Download or read book Edmond and Jules de Goncourt written by Marie Belloc Lowndes and published by . This book was released on 1895 with total page 308 pages. Available in PDF, EPUB and Kindle. Book excerpt:
Download or read book Works of Fiction in the French Language written by Boston Public Library and published by . This book was released on 1892 with total page 184 pages. Available in PDF, EPUB and Kindle. Book excerpt:
Download or read book The New English Review Magazine written by and published by . This book was released on 1886 with total page 878 pages. Available in PDF, EPUB and Kindle. Book excerpt:
Download or read book Religious Conversion written by Sante de Sanctis and published by Routledge. This book was released on 2013-10-08 with total page 331 pages. Available in PDF, EPUB and Kindle. Book excerpt: This is Volume II of six in a collection on Psychology and Religion. Originally published in 1927, this is a Bio-Psychological study with a special aim (the reconstruction of the empirical Ego), and its own method (introspection).

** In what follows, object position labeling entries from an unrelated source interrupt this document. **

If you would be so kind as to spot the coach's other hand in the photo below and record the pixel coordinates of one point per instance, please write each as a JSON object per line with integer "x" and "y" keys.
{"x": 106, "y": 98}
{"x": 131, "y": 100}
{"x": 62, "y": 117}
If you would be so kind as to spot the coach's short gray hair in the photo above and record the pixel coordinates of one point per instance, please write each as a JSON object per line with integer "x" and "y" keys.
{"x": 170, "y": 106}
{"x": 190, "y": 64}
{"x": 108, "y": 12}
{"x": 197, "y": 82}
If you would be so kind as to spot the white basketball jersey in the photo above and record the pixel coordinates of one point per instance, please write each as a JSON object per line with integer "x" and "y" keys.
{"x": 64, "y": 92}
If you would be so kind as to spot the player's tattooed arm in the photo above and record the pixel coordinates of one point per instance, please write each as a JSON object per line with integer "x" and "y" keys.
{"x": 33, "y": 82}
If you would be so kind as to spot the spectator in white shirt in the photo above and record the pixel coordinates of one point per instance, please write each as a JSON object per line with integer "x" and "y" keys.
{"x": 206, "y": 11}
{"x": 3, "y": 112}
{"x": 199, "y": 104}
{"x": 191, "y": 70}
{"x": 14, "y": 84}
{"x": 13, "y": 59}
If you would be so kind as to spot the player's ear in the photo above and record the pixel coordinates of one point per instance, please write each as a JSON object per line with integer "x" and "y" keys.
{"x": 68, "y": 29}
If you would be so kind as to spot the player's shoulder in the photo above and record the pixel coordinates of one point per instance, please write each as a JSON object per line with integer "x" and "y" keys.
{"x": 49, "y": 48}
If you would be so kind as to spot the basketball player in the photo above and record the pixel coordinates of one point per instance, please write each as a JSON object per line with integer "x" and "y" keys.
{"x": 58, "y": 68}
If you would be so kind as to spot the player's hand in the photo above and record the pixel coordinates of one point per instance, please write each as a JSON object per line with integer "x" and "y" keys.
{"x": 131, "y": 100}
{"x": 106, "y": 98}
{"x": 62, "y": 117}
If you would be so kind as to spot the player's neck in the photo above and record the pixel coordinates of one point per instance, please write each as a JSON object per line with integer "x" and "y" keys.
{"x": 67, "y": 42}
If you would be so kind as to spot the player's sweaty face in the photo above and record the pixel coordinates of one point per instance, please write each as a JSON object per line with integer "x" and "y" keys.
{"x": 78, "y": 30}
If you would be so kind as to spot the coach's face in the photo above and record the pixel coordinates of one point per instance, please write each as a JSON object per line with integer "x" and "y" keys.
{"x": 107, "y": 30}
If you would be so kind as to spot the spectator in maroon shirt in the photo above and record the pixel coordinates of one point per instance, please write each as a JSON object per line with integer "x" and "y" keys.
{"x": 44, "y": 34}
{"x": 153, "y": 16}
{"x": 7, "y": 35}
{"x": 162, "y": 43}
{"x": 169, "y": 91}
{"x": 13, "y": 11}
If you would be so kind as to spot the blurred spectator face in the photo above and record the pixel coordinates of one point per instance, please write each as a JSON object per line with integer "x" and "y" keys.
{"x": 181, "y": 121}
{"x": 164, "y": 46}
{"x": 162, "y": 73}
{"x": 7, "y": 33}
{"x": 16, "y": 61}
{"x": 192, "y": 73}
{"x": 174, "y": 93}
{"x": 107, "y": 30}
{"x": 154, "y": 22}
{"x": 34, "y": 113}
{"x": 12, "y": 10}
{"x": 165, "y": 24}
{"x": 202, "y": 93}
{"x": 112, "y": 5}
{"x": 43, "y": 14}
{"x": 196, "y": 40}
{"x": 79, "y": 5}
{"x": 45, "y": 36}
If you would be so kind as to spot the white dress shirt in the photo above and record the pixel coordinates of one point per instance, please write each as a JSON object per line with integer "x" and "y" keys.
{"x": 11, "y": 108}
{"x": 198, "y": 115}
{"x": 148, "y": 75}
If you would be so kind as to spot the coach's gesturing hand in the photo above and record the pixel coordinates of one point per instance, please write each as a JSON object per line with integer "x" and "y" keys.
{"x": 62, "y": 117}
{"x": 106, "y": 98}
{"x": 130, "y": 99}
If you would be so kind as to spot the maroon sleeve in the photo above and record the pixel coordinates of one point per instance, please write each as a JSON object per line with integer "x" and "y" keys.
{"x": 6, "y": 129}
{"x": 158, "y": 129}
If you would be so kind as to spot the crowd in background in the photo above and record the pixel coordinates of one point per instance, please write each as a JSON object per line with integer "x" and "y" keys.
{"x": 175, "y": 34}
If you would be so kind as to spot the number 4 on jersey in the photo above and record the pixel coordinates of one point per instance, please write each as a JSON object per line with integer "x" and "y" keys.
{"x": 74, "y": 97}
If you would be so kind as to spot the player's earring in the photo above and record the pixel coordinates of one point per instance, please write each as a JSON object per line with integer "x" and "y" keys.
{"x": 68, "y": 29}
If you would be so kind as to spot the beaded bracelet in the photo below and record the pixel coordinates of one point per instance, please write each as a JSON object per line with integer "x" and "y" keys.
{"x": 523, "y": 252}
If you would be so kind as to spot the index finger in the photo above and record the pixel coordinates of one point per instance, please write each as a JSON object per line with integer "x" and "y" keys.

Download or read book National and English Review written by and published by . This book was released on 1886 with total page 894 pages. Available in PDF, EPUB and Kindle. Book excerpt:
Download or read book The Rome We Have Lost written by John Pemble and published by Oxford University Press. This book was released on 2017-11-17 with total page 192 pages. Available in PDF, EPUB and Kindle. Book excerpt: For a thousand years, Rome was enshrined in myth and legend as the Eternal City. No Grand Tour would be complete without a visit to its ruins. But from 1870 all that changed. A millennium ended as its solitary moonlit ruins became floodlit monuments on traffic islands, and its perimeter shifted from the ancient nineteen-kilometre wall with twelve gates to a fifty-kilometre ring road with thirty-three roundabouts and spaghetti junctions. The Rome We Have Lost is the first full investigation of this change. John Pemble musters popes, emperors, writers, exiles, and tourists, to weave a rich fabric of Roman experience. He tells the story of how, why, and with what consequences that Rome, centre of Europe and the world, became a national capital: no longer central and unique, but marginal and very similar in its problems and its solutions to other modern cities with a heavy burden of 'heritage'. This far-reaching book illuminates the historical significance of Rome's transformation and the crisis that Europe is now confronting as it struggles to re-invent without its ancestral centre — the city that had made Europe what it was, and defined what it meant to be European.